A situation ripe for a debacle.

It is at this point that my own model and many others, began to break down. The toxic combination of falling interest rates, low wages, burgeoning property values and bad fiscal policy had dramaticly altered the face of baseline economics. Creeping inflation in non-discretionary staples(food,fuel,etc..) was eating at the stagnant incomes of a low and mid range wage earners. The influx of “undocumented workers” was distorting the retail sectors earnings, and by this distortion, the buying power of the taxpaying workforce. The key here was the negative savings rate but increasing retail sales of discretionary items. The money was coming from somewhere, and the percentage of HELOC debt could account for bearly half.
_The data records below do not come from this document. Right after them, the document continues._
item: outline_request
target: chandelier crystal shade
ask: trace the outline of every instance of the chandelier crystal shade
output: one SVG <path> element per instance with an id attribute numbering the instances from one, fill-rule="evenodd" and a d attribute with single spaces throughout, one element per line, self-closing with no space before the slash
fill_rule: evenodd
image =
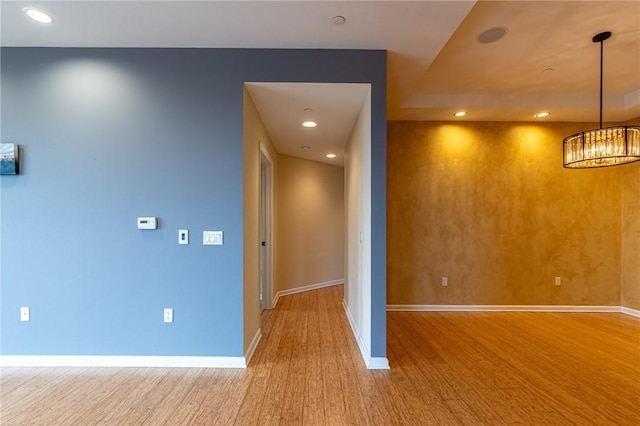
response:
<path id="1" fill-rule="evenodd" d="M 563 163 L 570 169 L 617 166 L 640 161 L 640 126 L 602 128 L 602 64 L 604 41 L 611 32 L 597 34 L 600 43 L 600 128 L 564 138 Z"/>

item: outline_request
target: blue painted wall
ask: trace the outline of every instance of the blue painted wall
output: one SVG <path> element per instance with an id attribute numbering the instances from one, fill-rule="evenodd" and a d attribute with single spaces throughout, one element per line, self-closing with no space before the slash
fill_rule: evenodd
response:
<path id="1" fill-rule="evenodd" d="M 386 356 L 386 52 L 1 55 L 0 137 L 21 145 L 22 174 L 1 178 L 0 353 L 242 356 L 242 87 L 290 81 L 372 84 L 372 356 Z"/>

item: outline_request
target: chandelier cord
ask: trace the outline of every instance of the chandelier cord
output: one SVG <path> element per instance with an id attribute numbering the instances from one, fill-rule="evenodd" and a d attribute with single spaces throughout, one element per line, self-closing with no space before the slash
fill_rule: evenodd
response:
<path id="1" fill-rule="evenodd" d="M 600 37 L 600 128 L 602 129 L 602 73 L 604 62 L 604 37 Z"/>

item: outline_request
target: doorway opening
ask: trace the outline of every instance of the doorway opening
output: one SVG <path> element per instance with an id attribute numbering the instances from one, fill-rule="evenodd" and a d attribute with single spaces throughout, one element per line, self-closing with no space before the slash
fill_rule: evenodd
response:
<path id="1" fill-rule="evenodd" d="M 273 160 L 260 144 L 260 310 L 273 308 Z"/>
So here, we have unsustainable earnings growth in the retail sector, a credit industry beyond capacity and growing, a financial sector subsisting on bad debt and shady lending to people being squeezed by inflation and stagnant/decreasing wages. All of this financed by growth primarily in what now was a single sector= financial/insurance. Remember, the rules had been changed to help fuel the finance sector. They now not only lent the money on all of this sub-prime debt, but they had sold it as face value based on false property valuations. And now they insured not only the overvalued property, but the debts themselves to the tune of hundreds of billions. Much of it geographically concentrated near the growth sectors hottest regions. These would be Florida, the Gulf coast, and Refinery alley.

The situation was primed for a visit from Murphy.

Boy howdy, did Murphy ever pay a visit to the financial sector.

While cracks were beginning to show in the foundations of the financial sector as early as 2004, the beginning of the end was ,literally, inevitable and spectacular. The body blow came in from Africa and had a vengeful bulls eye painted dead center of both the sub-prime housing sector and the insurance sectors Achilles heel. The concentration of over valued and double risk (remember, the same issuers of the debt were now also its insurers) property was enormous. So was Katrina.

Three years later, many thousands of homes are still vacant, the insurers are still fighting against paying off. The losses to the financiers and insurers are still unknown, estimates range from many tens of billions to near 200 billion. Those estimates are replacement value not insured. Remember, the insured value was on the way over hyped boom days when a two bath row house was loan valued at 125% to 150% of today’s value.

The hits against the financial sector have continued with alarming regularity. Midwest floods, layoffs, lawsuits, all continue to hammer real estate and insurance. Auto companies are scaling back or closing outright. Construction, both residential and commercial is falling. Earnings across the board are dropping. Energy is a Trojan horse, the many billions being made their are mostly going overseas, not back into our economy in the form of more jobs and domestic expansion.

With the loss of domestic growth industries the bad lending practices of recent years are coming to fruition. And it ain’t Bordeax were smelling. It is the rotten fruit and bitter grapes of an ever advancing rate of default on both residential and commercial real estate debt. This default continues to eat at the vehicles issued using inflated property valuations as collateral. the disparity between the obligated amount and actual worth of the underlying property grows daily. Perpetuating the slide downward.

So here we are, looking at a coming correction to the downside. A natural result of the latest correction to the upside.